Because of easy access to high bandwidth, streaming our favorite shows and makes makes instant gratification so simple across the developed world.

But what about countries where telecommunications infrastructure is still developing—and consumers are just as thirsty for entertainment? The solution is simple for Malaysian-based company Iflix, whose business model is simple: download the videos first, and then watch it anywhere on your mobile phone. Maybe it’s on your long daily commute, your lunch break—or anywhere.

Iflix is tapping into the idea that in emerging markets, the primary device that people use to watch video content is their mobile devices rather than television screens in living rooms. With now more than 5 million subscribers across Asia—primarily in the Southeast Asia region—the company is targeting consumers in areas where bandwidth is often poor but mobile penetration is still high.

And then there’s Tribe, which is also based in Malaysia and making a big push in Southeast Asia. Like Iflix, the company has low monthly fees and, having teamed up with local telecom companies in Indonesia and the Philippines, brings live events to people’s mobiles—like major sports events.

Streaming video titan Netflix has expanded into Asia—and the company has also made some of its content available to download. But Iflix is still reinventing the wheel for emerging economies in the region by not just looking at how to stream for mobile, but also by focusing on non-linear programming.

In layman’s terms, that means Iflix is looking at metrics outside of traditional television ratings. In particular, the company is instead examining which DVDs are pirated the most to determine their top lineups.

What about issues with payments? In Southeast Asia—and many developing economies across the world—credit card penetration is staggeringly low. Consumers mostly prefer to use cash, and this can tend to make automatic payments difficult.

To get around this problem, Iflix pairs up with local telecom companies for payments—adding the subscription fee to the mobile phone bill. Iflix recently expanded to the Middle East and North Africa, and partnered with telecom Zain.

“Most of the population have a pretty low willingness to pay. So we looked at that in Southeast Asia and realized that those aren’t just their problems; those are emerging market problems,” Iflix Head of MENA Nader Sobhan told Variety.

And Iflix’s model has proved so far to be a success—in August, it secured $133 million in funding in an investment round led by Hearst, which also counts media bigwigs Buzzfeed and Vice in its portfolio.

Disney has also just hopped on board Iflix: After recently announcing it will pull its content from Netflix, Disney is now offering up its branded content through Iflix’s streaming service in Southeast Asia.
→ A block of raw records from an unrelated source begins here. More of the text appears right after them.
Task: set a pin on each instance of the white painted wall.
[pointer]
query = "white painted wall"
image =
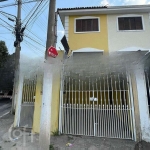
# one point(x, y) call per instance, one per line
point(67, 26)
point(143, 104)
point(118, 40)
While Netflix is cornering the market in developed cities and Iflix is edging out competition in emerging markets, there’s still unchartered territory: the sky. And turns out, Netflix already has a leg up on a plan. Starting next year, the streaming service will offer wi-fi for passengers’ mobile devices on certain airlines—incentivizing them to stream their content.

The possibility of accessing streaming services from anywhere—whether it’s on a bus in traffic-choked Jakarta or from the seat of a plane soaring over the ocean—is edging closer.